Reading about Husserl at the hairdresser


I've been trying to understand where Husserl is coming from, because until I've done that I'll find it difficult to explain how Heidegger and the existentialists differ. Even Husserl's transcendental philosophy is not as clear cut as I thought it was, having so far only really read research papers that skate in a fairly perfunctory way over the philosophical distinctions between Husserl and Heidegger.

Well, I'm working my way through Dan Zahavi's book "Husserl's Phenomenology" for which I have high hopes that it will reveal to me in plain English what so far has proved elusive: what are the ideas of Husserl's phenomenology based on, and why is bracketing as a technique applied in the epoche thought to be so fundamental to discovering the essence of an experience?

While I was at the hairdresser, I pulled out the book and resumed my place in the chapter covering Husserl's turn to transcendental philosophy. According to Zahavi, Husserl himself pointed out that "it is quite a puzzle how consciousness can be something absolute that constitutes all transcendence, including the entire psycho-physical world, and simultaneously as something that appears as a real part of the world" (p48) There is a distinction made between psychological reflection and transcendental reflection. The former is a kind of mundane self-consciousness in which one interprets an act as a psychical process occurring in the world, whereas the latter is not immediately available to us in our everyday thoughts. Transcendental reflection involves stripping a subjective awareness of its contingent interpretations. Basically, this is the process that is carried out in the epoche for the reduction to get to the essence of a phenomenon.

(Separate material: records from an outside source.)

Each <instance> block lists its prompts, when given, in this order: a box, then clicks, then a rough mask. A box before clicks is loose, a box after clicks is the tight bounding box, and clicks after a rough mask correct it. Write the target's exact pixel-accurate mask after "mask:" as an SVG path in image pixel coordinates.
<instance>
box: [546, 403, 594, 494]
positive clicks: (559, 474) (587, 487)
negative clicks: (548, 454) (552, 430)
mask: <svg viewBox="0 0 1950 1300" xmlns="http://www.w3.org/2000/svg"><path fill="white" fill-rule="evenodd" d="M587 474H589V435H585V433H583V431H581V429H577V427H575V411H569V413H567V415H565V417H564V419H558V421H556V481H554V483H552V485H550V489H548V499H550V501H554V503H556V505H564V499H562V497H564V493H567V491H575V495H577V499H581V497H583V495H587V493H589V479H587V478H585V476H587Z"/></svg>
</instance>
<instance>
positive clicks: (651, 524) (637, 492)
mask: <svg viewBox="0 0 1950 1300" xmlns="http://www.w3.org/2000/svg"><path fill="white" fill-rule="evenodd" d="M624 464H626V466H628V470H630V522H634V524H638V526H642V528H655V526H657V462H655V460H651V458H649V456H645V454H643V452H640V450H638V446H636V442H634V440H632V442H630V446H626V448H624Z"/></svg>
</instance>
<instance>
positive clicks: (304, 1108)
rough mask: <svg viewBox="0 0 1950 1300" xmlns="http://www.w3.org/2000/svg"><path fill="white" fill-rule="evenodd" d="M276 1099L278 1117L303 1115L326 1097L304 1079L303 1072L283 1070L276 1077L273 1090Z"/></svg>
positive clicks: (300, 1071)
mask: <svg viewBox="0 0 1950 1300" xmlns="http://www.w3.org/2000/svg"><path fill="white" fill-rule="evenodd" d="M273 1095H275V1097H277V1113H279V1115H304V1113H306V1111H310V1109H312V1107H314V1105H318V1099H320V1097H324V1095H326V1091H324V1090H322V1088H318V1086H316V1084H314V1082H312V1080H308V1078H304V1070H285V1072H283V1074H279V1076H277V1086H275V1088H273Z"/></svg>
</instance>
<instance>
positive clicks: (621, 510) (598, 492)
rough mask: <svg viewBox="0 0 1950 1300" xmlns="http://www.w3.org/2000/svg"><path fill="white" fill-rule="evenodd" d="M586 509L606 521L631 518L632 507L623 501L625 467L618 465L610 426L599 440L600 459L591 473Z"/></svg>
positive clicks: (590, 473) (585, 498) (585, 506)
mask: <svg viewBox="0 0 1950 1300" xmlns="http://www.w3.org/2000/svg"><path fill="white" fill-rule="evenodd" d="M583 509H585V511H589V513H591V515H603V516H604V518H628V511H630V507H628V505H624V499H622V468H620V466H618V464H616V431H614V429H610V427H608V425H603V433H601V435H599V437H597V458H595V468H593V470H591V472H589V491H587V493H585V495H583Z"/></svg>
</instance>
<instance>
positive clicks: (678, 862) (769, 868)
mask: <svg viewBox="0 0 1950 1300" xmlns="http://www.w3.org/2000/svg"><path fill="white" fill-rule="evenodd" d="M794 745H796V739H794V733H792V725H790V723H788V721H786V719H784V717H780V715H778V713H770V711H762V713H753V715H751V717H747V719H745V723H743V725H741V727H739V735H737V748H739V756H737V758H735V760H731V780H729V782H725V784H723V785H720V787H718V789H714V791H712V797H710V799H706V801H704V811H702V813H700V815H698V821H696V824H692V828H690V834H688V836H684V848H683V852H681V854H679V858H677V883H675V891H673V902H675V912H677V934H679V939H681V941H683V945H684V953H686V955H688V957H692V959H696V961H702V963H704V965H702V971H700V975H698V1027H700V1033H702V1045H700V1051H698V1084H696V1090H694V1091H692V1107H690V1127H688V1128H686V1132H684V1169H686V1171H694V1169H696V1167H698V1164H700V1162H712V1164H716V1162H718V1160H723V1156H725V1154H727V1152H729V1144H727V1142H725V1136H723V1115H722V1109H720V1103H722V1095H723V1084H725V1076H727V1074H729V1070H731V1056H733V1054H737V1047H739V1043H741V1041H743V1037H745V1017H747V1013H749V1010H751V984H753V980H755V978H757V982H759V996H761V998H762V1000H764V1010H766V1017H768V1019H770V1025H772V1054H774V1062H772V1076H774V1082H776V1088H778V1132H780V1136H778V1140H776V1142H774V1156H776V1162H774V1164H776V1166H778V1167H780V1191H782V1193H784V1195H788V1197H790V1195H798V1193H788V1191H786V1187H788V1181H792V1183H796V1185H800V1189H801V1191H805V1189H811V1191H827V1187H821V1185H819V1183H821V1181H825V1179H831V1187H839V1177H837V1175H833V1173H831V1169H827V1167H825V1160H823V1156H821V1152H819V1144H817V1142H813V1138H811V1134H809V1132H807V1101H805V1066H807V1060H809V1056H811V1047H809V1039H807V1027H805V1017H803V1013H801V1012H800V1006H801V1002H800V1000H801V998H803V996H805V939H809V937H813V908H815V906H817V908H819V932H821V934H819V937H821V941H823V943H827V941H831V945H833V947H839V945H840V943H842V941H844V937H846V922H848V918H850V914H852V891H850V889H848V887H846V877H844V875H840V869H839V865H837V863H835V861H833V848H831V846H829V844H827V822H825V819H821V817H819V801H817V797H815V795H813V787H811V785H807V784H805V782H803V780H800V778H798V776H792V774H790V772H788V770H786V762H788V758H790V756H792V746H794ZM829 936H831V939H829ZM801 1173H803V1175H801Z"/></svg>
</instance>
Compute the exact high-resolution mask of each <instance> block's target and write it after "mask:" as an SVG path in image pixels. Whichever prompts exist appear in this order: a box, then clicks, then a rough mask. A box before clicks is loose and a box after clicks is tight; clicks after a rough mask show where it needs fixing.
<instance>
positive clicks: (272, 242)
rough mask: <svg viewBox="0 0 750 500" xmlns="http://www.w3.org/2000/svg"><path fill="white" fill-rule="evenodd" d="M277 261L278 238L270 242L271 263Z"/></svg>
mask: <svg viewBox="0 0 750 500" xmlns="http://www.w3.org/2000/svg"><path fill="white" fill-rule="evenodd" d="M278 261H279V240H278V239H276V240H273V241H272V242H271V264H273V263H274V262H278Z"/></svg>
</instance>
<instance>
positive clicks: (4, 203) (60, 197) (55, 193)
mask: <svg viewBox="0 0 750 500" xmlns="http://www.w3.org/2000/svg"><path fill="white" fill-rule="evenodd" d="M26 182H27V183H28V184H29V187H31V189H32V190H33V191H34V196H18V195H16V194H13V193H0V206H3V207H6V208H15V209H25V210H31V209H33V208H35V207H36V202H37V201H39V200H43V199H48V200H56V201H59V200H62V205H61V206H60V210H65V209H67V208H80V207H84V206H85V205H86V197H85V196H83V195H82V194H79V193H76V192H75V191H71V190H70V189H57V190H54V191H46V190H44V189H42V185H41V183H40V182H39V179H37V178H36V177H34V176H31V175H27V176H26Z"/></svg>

This still doesn't make complete sense to me, but there is much more to read yet.

3 comments:

Knut Skjærven said...

Very good. I like your project.

Best wishes
Knut

http://barebonescommunication.com

Knut Skjærven said...

Try this book: http://www.amazon.com/Introduction-Phenomenology-Robert-Sokolowski/dp/0521667925

Anthea Wilson said...

Hi Knut
Thanks for your comments and the book recommendation. It is nice to know others find it interesting.